Reproducibility of measurements
The inter- and intra-observer variability of the LV ICT measurement was 2.3±4.1 msec or 5.9±4.1% of the mean value and 1.1±0.1 msec or 2.9±2.9%, respectively.
Discussion
We analyzed LV global and regional systolic function and diastolic function in patients with systemic HT to assess the relationship between heart failure symptoms and cardiac function. We used EF, ICT and stroke volume as indices of global systolic function, and S′ as an index of regional LV systolic function. Both global and regional LV systolic function significantly differed between the ADD and DHF groups. Regional systolic subtle dysfunction might develop before global LV systolic dysfunction and heart failure symptoms. These data suggest that LV global systolic dysfunction has a significant role in the development of heart failure symptoms in hypertensive patients with DHF.
The LV Tei index,15, 16, 17, 18 which is a measure of global LV function, can be obtained before ICT analysis. The LV Tei index appeared to be sensitive in detecting combined LV diastolic and/or systolic dysfunction in our Simple HT, ADD and DHF patients.
LV global systolic function
The function, contractility and performance of the LV are important factors for LV global systolic function.3 We assessed EF as an indicator of LV function, ICT as a measure of LV contractility, and stroke volume to reflect LV performance. EF is a popular index of global systolic function and its value has been reported.19 However, EF expresses changes in the ratio of LV volume during ET and does not reflect LV contractility. Thus, LV global systolic function cannot be assessed using EF alone, although the criteria for DHF in fact include this parameter as an index of global LV systolic function.20, 21
The LV ICT is an established index of LV contractility that correlates with the peak positive rate of the LV pressure increase.16 Yumoto et al.22 described the reliability of Doppler LV ICT as an index of fetal cardiac contractility. The LV ICT was noninvasively measured for the first time in 1962 using a phonocardiogram and carotid pulse.23 Hirschfeld et al.24 demonstrated the value of LV ICT for assessing systolic LV performance in various heart diseases using M-mode echocardiography. Pulsed Doppler echocardiography could reveal the beginning and end of mitral and aortic flow more clearly than M-mode echocardiography or phonocardiography, and thus improved LV ICT measurements. We regard ICT analysis as being simple, accurate and highly reproducible,25 and it can be performed using any type of echocardiographic equipment.

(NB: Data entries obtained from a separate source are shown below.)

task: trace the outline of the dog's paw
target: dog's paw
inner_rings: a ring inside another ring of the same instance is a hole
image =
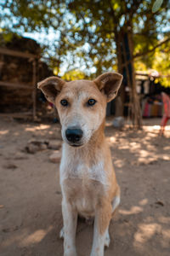
[[[65,231],[64,231],[64,227],[63,227],[60,232],[60,238],[64,239],[64,237],[65,237]]]
[[[110,242],[110,238],[109,236],[109,232],[107,231],[107,233],[105,235],[105,247],[109,247]]]

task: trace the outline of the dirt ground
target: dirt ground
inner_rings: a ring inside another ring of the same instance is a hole
[[[110,223],[105,256],[170,255],[170,125],[158,136],[160,119],[144,120],[144,130],[105,133],[122,189]],[[59,139],[56,124],[0,120],[0,255],[61,256],[63,241],[59,164],[52,149],[23,152],[31,139]],[[93,226],[78,222],[79,256],[88,256]]]

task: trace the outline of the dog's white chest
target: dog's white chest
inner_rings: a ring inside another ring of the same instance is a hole
[[[66,161],[63,158],[60,165],[61,183],[66,178],[92,179],[103,184],[107,183],[107,177],[102,160],[92,166],[88,166],[81,160]]]

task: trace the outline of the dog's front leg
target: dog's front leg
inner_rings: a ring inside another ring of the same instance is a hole
[[[92,252],[90,256],[104,256],[104,249],[105,240],[109,236],[108,229],[111,218],[111,205],[101,205],[97,210],[94,228],[94,241],[92,246]]]
[[[64,256],[76,256],[76,230],[77,212],[66,200],[62,201],[64,222]]]

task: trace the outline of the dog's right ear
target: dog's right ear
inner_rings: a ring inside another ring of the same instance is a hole
[[[54,103],[55,98],[65,83],[64,80],[57,77],[50,77],[39,82],[37,84],[37,88],[42,90],[48,102]]]

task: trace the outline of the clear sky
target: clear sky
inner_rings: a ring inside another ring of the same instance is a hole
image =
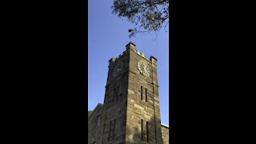
[[[169,125],[169,30],[157,34],[141,34],[129,38],[134,26],[112,14],[113,0],[88,2],[88,110],[103,103],[108,61],[118,57],[133,42],[146,58],[158,59],[161,122]]]

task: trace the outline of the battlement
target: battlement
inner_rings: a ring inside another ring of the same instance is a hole
[[[158,61],[158,59],[155,58],[153,57],[153,56],[151,56],[150,58],[147,58],[143,53],[142,53],[142,52],[140,52],[139,50],[136,50],[136,45],[135,45],[134,43],[131,42],[130,42],[126,46],[126,50],[131,50],[132,51],[135,52],[137,54],[138,54],[139,56],[142,57],[143,58],[145,58],[145,59],[146,59],[146,60],[148,60],[148,61],[152,62],[153,59],[154,59],[154,61]],[[111,58],[109,62],[115,62],[115,61],[118,60],[120,57],[122,57],[122,56],[126,53],[126,50],[123,51],[123,52],[122,52],[121,54],[119,54],[117,58],[114,58],[114,57]]]

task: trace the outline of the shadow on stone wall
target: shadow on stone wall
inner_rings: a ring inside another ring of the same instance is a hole
[[[136,143],[136,144],[156,144],[156,135],[157,135],[157,144],[162,144],[162,130],[161,130],[161,123],[159,121],[159,118],[156,119],[156,122],[158,122],[158,127],[155,128],[154,126],[154,116],[150,118],[150,120],[148,122],[148,142],[146,142],[146,137],[144,139],[145,142],[142,140],[142,133],[141,133],[141,122],[138,122],[139,125],[138,125],[136,127],[126,127],[126,143],[131,144],[131,143]],[[146,126],[146,125],[145,125]],[[160,128],[159,128],[160,126]],[[143,128],[144,129],[144,128]],[[145,127],[146,129],[146,127]],[[156,130],[155,130],[156,129]],[[121,143],[120,143],[121,144]]]

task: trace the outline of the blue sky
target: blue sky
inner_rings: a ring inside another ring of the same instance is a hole
[[[108,73],[108,61],[118,57],[133,42],[148,58],[158,58],[160,114],[169,125],[169,32],[140,34],[129,38],[128,30],[134,26],[126,18],[112,14],[113,0],[88,2],[88,110],[103,103]]]

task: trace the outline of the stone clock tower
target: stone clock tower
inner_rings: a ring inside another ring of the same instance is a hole
[[[96,108],[89,116],[89,143],[162,144],[157,59],[129,42],[109,61],[104,104]]]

LV global systolic dysfunction in DHF
He et al.6 identified global systolic dysfunction from LV pressure–volume findings in an animal model of DHF. Yoshida et al.7 analyzed the inertia force of late systolic aortic flow in a cardiac catheterization study and found that mild LV global systolic dysfunction is associated with DHF. Borlaug et al.10 analyzed circumferential mid-wall fractional shortening using echocardiography and found that myocardial contractility was impaired in hypertensive patients with heart failure and preserved EF. However, these studies did not assess the relationship between global systolic dysfunction and the development of heart failure symptoms in systemic HT.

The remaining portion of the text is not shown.